For the past 22 years, but especially in the past decade, Raccah's also gambled that books with a visceral appeal will be the books that are going to sell. Sourcebooks, launched by Raccah in 1987 with a 1,000-copy print run of a single title, Financial Sourcebooks Sources, now publishes 300 adult and children's titles annually in a variety of genres, with print runs ranging from 5,000 to 150,000. Its breakthrough came in 1998 when the publisher produced and marketed a book/CD package, We Interrupt this Broadcast. Not only was it the press's first New York Times bestseller, it's still the company's topselling MediaFusion (an integrated mixed-media format) package, with 750,000 copies in print; a new edition will be released this fall. “I had no idea if it'd be successful,” Raccah says, recalling how she mortgaged her house to pay for the initial print run of We Interrupt, which swelled from a planned 20,000 copies to 150,000 after a strong reaction to the book at BEA that year. Sourcebooks now publishes five or six MediaFusion titles each season across the company's entire list.

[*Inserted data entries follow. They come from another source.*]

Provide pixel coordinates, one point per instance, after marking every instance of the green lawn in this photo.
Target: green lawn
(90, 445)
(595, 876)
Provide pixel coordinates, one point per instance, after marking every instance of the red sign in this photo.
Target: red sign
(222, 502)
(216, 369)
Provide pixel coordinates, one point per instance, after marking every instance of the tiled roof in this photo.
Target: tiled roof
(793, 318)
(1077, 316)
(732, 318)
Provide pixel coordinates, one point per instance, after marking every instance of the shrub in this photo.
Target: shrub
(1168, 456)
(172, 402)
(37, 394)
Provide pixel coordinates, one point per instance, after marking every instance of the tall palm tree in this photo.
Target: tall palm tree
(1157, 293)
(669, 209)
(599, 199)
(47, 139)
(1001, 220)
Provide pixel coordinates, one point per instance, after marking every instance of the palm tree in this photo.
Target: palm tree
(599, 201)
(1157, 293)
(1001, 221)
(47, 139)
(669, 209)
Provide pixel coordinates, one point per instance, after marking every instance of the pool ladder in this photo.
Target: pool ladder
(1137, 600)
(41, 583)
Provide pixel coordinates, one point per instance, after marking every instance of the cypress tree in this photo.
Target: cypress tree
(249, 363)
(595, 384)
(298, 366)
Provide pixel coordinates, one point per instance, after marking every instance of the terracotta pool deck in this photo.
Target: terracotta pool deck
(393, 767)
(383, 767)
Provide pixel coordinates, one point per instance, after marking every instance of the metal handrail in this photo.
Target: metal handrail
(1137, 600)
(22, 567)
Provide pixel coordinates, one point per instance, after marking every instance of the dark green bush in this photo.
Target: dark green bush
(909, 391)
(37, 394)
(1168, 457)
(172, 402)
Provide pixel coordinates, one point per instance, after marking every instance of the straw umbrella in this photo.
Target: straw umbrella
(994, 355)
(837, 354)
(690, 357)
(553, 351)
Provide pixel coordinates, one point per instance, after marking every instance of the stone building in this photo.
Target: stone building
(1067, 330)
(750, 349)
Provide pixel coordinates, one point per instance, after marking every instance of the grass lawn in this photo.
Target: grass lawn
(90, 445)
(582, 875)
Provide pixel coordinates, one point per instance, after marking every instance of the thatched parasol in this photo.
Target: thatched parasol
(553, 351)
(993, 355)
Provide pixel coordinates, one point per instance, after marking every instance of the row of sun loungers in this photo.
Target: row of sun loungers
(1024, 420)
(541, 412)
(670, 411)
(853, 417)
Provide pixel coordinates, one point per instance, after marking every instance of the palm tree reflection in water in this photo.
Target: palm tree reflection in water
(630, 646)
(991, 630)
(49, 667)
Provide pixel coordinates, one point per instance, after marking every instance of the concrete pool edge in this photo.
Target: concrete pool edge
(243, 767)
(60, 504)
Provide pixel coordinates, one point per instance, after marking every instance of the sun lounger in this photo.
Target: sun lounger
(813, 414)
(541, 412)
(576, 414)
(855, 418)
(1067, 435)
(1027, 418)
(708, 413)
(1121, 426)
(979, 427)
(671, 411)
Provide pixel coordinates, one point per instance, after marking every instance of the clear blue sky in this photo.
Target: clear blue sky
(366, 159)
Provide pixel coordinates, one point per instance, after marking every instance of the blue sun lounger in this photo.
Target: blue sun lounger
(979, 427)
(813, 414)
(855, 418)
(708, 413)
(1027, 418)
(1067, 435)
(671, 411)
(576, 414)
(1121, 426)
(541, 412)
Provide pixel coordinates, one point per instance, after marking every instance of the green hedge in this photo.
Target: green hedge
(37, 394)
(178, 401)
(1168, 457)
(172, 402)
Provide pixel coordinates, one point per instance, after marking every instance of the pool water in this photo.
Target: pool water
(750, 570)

To date, the press has sold two million MediaFusion units, including 400,000 mixed-media poetry titles.

Raccah is no stranger to striding forward in new directions when opportunity beckons. She was born in Paris, and her family immigrated to the U.S. when she was nine, after her father accepted a position as a physicist at M.I.T. After “doing really badly” at Stern College for Women (Yeshiva University), Raccah transferred to the University of Illinois, graduating with a B.S. in psychology and, later, an M.S. in quantitative psychology. Raccah subsequently performed quantitative research for major corporate clients at the Leo Burnett advertising agency in Chicago for seven years before striking out on her own.

“It turned out to be a great experience: Burnett gave me a vision for how a creative company works,” Raccah says, describing Sourcebooks's “process-driven” company culture and strategy of branding authors as being modeled on Burnett. Raccah calls her 75 employees “creative, passionate” and “egoless” in their shared commitment to publish and market books that can reach the maximum number of readers.“For me, it's always been about one book,” she insists. “I never wanted to build a big company. It doesn't interest me. As a result, Sourcebooks is very organic. I call it the bricklaying approach: you lay a brick, then another, and another, and pretty soon there's a wall. That approach takes you very far.”

While Raccah, who's in her third year as co-chair of BISG, acknowledges it's “a really difficult time, business-wise” throughout the industry, she believes there are opportunities for publishers willing to take risks and be creative in providing content in new formats. “We're going to get very vertical, we're going to get very deep in a bunch of areas—poetry, historical fiction, romance, parenting, study aids,” Raccah says. She notes that 500 of the 2,000 Sourcebooks titles in print are available in e-book formats, and three frontlist titles, besides Country Music, have been recently published as multimedia digital books. The company also just released Most Baby Names as an iPhone app. Her approach also includes creating partnerships with retailers to connect with consumers in different ways. “It's all about excitement,” she says.

“Sourcebooks seems very well-sized for the times,” Raccah reflects. “We're big enough to explore, be dynamic and develop new things, and we're small enough to be flexible and move quickly. The world, the landscape is changing so quickly. If you don't have the right resources, you can't get it done.”

Profile
Name: Dominique Raccah

Age: 51

Company: Sourcebooks

Title: President and publisher

First job: Lifeguard, Sudbury, Mass.

Publishing in the future will be… incredibly exciting.